The deal, if launched, will likely be approximately half the size of Conseco's last $1 billion transaction.
"They're talking to people about subordinated debt," a source said. "That's very interesting. I read that as positive. Because if the news [on earnings] isn't good, they'd have to be very worried about coming to market."
The source suggested that Conseco would tap the market to keep its warehouse lines freed up, as well as maintain its market credibility.
Details beyond that were unavailable.
Of significance, the rumor that G.E. Capital is looking to buy Green Tree, the manufactured-housing and home-equity business of Conseco, evolved: sources indicate G.E. could be considering the purchase of not just Green Tree but Conseco itself.

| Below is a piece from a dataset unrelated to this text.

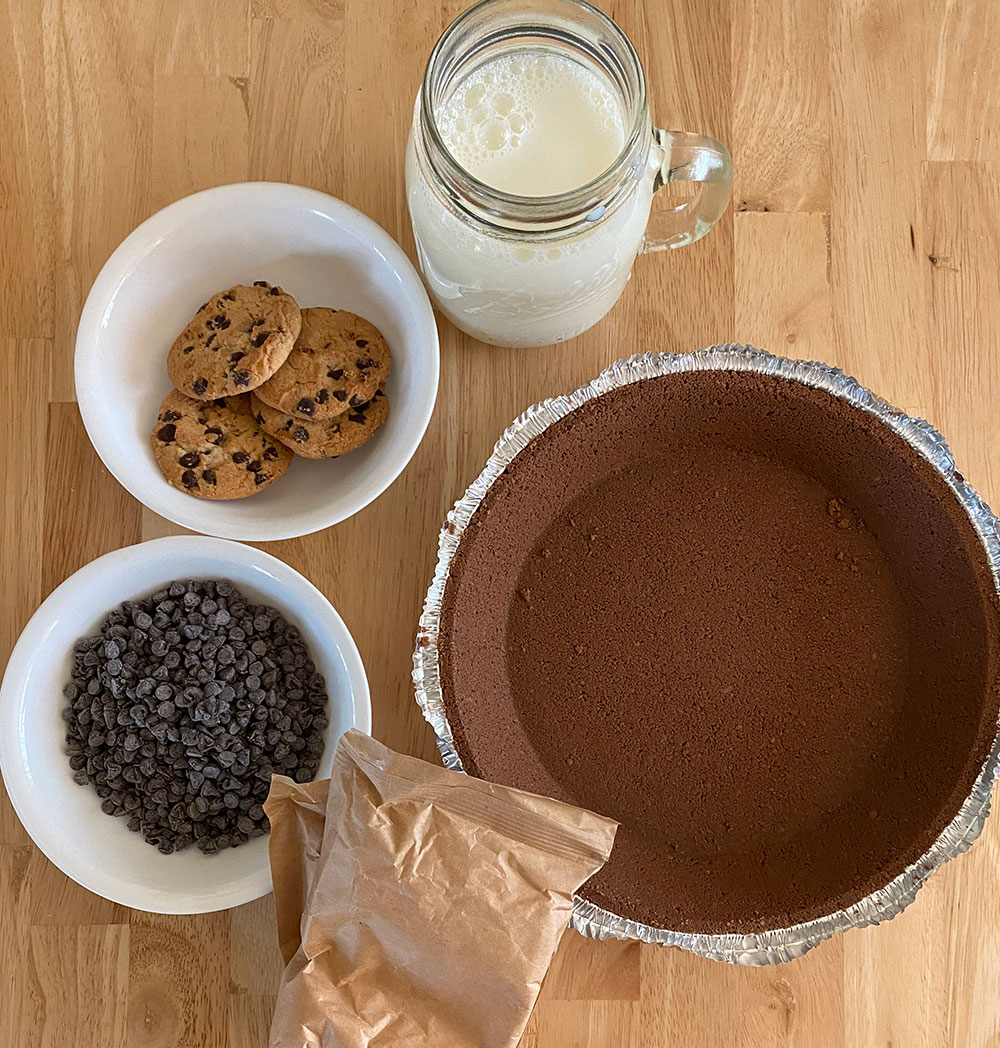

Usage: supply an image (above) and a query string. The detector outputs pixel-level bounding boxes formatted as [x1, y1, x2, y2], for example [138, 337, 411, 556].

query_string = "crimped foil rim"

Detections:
[412, 344, 1000, 965]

"Why stop at Green Tree," a source said. "Let's face it, the market value of Conseco right now is about $2 billion. If you pay a 50% premium, you can own the company for $3 billion, plus assumed debt."
Apart from Conseco, the asset-backed market showed moderate activity last week, though longer-term pieces of bonds still met with investor resistance and traded wide, said market sources.
Specifically, the longer-term classes of Onyx Acceptance Corp.'s $450 million deal were pushed out 4 basis points, according to published reports.
"It kind of reflects the whole thing that's going in the market right now, after you pass two years, it gets a little squishy," a trader said.
From the credit-card sector, American Express priced a $905 million floater. The deal, which managed by Salomon Smith Barney, was structured in two parts. A 5.0-year, $825 million A-class, rated triple-A, priced at 16 basis points over the one-month Libor, while a 5.0-year, $80 million, B-class, rated single-A, priced at 35 points over the one-month Libor.
"The fact that the B-piece of the Amex deal got done at 35, which is only 19 points behind the senior piece, that's a little aggressive," a trader said. "It shows there's a lot of support for the subordinate pieces. A little market value."
"One thing going on that's interesting, is that floating is 10 cheap to six, on a swap basis," said one market watcher. "Despite that, they continue to shoot."
The liabilities are floating, and, assuming the assets are floating, the issuers think, under the current market conditions, its worth pricing 10 points wider and issuing floating-rate paper, the source said.
At press time, DVI Equipment Receivables was said to be prepping a deal.